Even on a cold, windy spring day or a freezing day in the middle of winter, the sight of a dog, a tall bearded man and a bicycle isn’t uncommon in the North Dakota State physics department.
“I actually don’t own a car,” Alexander Wagner, a professor in the physics department, said, “so I bike to work every day.”
For Wagner, biking is a good way to combine transportation and exercise.
Wagner, originally from Germany, is used to biking to get around, since it is a more common form of transportation in Germany than it is in the U.S.
“If I ever go without biking, I miss it,” Wagner said.
The middle of winter doesn’t stop Wagner, even though he says he falls most years.

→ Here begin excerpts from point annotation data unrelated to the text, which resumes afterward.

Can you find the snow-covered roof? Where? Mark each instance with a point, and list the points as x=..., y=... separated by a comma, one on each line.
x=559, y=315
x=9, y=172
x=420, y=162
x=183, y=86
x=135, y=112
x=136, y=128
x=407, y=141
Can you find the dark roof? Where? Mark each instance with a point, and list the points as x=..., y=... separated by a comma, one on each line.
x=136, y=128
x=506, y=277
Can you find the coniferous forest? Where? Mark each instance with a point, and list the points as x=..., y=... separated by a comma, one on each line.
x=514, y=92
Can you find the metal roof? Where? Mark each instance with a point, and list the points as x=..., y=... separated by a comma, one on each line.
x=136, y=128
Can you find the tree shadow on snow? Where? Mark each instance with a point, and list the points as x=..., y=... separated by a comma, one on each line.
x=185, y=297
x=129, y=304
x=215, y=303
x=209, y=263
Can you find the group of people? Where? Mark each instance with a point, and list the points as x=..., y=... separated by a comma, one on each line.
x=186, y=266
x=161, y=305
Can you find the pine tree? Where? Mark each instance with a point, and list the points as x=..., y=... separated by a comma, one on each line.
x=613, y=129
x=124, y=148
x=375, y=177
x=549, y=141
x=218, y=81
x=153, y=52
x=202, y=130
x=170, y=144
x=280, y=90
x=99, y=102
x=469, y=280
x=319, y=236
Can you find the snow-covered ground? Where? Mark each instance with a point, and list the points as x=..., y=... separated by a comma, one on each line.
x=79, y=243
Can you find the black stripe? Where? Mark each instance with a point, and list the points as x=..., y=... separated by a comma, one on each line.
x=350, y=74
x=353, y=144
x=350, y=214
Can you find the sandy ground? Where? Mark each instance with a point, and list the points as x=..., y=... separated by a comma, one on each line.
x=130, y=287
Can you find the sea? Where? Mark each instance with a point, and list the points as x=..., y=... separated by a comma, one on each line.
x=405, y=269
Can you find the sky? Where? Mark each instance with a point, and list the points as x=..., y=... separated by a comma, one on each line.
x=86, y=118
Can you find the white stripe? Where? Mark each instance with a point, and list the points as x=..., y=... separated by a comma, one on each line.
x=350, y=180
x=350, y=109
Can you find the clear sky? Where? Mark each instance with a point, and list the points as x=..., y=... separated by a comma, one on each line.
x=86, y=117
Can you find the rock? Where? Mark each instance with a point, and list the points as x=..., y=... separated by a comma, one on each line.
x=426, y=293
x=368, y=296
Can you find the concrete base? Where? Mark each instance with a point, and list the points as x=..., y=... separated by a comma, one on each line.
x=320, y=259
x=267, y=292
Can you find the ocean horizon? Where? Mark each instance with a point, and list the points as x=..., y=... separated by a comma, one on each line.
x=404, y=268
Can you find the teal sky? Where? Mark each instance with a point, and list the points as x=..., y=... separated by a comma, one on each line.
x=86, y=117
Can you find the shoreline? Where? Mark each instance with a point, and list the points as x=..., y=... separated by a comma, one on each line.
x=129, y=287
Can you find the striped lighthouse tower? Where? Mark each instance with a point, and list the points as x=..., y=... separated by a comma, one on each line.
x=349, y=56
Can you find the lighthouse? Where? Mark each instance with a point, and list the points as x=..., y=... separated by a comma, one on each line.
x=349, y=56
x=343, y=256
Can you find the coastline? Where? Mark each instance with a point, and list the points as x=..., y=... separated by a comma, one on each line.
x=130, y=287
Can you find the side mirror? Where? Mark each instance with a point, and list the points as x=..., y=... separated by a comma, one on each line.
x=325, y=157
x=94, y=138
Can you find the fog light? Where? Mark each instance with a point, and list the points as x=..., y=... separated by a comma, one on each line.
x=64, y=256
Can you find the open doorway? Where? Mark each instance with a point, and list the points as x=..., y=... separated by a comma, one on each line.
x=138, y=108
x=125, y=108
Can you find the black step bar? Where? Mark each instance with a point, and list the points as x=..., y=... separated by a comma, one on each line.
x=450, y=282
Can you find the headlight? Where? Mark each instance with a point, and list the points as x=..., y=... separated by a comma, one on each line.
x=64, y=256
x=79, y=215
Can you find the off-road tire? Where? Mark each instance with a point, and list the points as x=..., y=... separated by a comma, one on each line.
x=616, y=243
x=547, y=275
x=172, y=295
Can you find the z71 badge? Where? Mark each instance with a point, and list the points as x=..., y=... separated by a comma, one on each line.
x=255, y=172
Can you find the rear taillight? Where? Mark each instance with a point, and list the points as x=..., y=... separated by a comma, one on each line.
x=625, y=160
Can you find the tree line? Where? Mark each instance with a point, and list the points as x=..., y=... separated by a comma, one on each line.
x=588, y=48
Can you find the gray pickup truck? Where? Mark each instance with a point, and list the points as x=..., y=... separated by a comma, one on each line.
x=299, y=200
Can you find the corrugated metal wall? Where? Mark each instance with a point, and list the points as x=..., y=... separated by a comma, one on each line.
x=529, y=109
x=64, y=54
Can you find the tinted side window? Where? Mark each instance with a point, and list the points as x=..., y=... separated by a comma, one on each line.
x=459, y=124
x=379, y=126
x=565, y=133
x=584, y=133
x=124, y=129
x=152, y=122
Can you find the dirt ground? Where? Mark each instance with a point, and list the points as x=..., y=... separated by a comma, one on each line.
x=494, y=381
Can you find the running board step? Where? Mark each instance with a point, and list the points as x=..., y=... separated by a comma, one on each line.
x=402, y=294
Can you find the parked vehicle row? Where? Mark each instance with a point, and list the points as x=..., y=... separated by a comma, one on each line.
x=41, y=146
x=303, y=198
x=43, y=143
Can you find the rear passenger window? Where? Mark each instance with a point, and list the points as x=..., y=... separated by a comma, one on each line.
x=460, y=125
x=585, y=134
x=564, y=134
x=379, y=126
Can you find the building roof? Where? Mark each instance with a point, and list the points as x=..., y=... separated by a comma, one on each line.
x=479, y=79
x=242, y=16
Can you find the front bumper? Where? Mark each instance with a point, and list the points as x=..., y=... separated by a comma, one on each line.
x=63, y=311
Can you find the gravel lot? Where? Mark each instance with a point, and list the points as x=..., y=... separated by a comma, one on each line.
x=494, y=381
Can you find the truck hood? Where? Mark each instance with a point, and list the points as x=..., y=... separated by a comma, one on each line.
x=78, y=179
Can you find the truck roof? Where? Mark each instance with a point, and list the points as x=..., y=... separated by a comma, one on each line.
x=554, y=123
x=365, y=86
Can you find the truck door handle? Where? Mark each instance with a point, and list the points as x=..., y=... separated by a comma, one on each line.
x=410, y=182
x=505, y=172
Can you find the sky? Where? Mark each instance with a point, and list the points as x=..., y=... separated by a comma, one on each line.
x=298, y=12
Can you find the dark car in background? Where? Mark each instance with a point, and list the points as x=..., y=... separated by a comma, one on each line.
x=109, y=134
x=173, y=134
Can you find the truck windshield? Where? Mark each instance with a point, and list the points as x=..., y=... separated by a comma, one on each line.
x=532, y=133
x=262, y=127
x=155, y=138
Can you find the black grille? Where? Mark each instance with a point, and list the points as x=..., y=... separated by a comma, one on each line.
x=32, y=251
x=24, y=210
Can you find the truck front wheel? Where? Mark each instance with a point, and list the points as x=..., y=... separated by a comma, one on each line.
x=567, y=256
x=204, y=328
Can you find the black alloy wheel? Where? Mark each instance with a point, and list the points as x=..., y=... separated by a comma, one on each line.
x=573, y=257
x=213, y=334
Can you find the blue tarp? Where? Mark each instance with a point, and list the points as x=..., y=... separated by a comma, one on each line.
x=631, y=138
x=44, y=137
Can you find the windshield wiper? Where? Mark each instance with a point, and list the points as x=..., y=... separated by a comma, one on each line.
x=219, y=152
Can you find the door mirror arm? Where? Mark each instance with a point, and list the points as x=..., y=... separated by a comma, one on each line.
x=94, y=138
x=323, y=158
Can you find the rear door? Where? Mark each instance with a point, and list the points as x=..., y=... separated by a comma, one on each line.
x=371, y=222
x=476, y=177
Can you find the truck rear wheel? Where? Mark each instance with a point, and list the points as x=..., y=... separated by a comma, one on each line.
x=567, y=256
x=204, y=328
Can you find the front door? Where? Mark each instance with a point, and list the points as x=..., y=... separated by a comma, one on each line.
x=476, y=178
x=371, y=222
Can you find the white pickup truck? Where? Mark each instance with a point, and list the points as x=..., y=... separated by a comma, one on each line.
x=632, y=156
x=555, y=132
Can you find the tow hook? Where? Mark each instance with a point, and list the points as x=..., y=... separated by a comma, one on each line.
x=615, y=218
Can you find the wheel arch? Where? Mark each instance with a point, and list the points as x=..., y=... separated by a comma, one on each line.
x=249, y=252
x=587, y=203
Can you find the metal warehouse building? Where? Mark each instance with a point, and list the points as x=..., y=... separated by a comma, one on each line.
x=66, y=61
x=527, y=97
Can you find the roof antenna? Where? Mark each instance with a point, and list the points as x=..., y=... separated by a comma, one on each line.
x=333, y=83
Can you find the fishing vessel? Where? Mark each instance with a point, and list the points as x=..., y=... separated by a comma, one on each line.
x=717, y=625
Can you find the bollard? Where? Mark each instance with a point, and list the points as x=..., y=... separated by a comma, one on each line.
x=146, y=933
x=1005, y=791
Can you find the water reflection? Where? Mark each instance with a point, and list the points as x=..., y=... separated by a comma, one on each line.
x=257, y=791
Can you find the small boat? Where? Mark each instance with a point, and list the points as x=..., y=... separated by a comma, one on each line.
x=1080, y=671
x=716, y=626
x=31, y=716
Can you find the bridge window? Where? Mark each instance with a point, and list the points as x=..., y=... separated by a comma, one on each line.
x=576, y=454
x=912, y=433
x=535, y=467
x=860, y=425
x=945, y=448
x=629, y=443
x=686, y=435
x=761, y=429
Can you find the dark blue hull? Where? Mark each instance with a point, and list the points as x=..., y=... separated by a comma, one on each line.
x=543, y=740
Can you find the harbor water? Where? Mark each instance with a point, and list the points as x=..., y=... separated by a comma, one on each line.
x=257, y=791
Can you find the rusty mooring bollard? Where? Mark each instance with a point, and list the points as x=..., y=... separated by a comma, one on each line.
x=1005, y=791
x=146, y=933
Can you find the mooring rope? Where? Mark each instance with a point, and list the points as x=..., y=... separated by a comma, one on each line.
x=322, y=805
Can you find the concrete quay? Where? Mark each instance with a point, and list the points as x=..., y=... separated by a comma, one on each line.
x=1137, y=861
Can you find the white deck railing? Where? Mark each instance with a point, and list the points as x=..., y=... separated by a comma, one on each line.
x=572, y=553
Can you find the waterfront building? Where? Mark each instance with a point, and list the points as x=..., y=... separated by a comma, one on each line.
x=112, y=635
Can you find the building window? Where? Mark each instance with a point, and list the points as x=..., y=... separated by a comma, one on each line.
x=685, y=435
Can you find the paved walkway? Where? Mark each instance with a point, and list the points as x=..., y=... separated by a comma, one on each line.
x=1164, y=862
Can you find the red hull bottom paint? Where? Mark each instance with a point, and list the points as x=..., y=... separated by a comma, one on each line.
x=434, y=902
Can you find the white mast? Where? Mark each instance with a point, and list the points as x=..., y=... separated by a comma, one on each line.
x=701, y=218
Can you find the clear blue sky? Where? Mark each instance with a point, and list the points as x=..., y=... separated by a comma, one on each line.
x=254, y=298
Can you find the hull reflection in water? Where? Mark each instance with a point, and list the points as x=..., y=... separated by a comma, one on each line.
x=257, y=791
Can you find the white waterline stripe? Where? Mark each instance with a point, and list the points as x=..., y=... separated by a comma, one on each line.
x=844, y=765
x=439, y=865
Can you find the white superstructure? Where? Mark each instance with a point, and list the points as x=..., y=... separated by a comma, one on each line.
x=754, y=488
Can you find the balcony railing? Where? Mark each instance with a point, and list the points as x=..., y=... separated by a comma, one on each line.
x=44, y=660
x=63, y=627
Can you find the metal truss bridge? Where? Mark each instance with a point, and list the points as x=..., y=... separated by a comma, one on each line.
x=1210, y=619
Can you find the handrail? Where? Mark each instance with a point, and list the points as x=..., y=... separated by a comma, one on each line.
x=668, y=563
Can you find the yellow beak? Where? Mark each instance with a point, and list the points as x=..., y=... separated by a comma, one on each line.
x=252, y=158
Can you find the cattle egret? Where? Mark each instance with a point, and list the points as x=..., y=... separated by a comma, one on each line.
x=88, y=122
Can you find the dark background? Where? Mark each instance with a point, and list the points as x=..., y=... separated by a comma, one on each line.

“People think biking is something you can only do in the summer in North Dakota, but if you put on enough clothes, it’s actually perfectly fine in the winters — plus, this year I didn’t even fall,” Wagner noted cheerfully, even though he bikes close to four miles to get to campus in all weather conditions.
On most days, Skye, Wagner’s goldendoodle, accompanies him.
“Originally, I brought her to the department when she was a puppy,” Wagner said, “and students would tell me they always knew when I arrived because of all the ‘oohs’ and ‘ahhs’ over Skye.”
Skye has since become a fixture in the department, and Wagner believes she increased his research productivity.
“The department received her really well — students like her, faculty like her — more students and people want to be here to see Skye, which results in conversations about physics,” Wagner said, “and plenty of students stop by to see her, even if they aren’t involved in physics.”
Skye brings lots of positive aspects with her presence — Wagner thinks she makes him less intimidating and more approachable for students.
“Plus, she encourages me to get out of the office and go for walks, which is good.”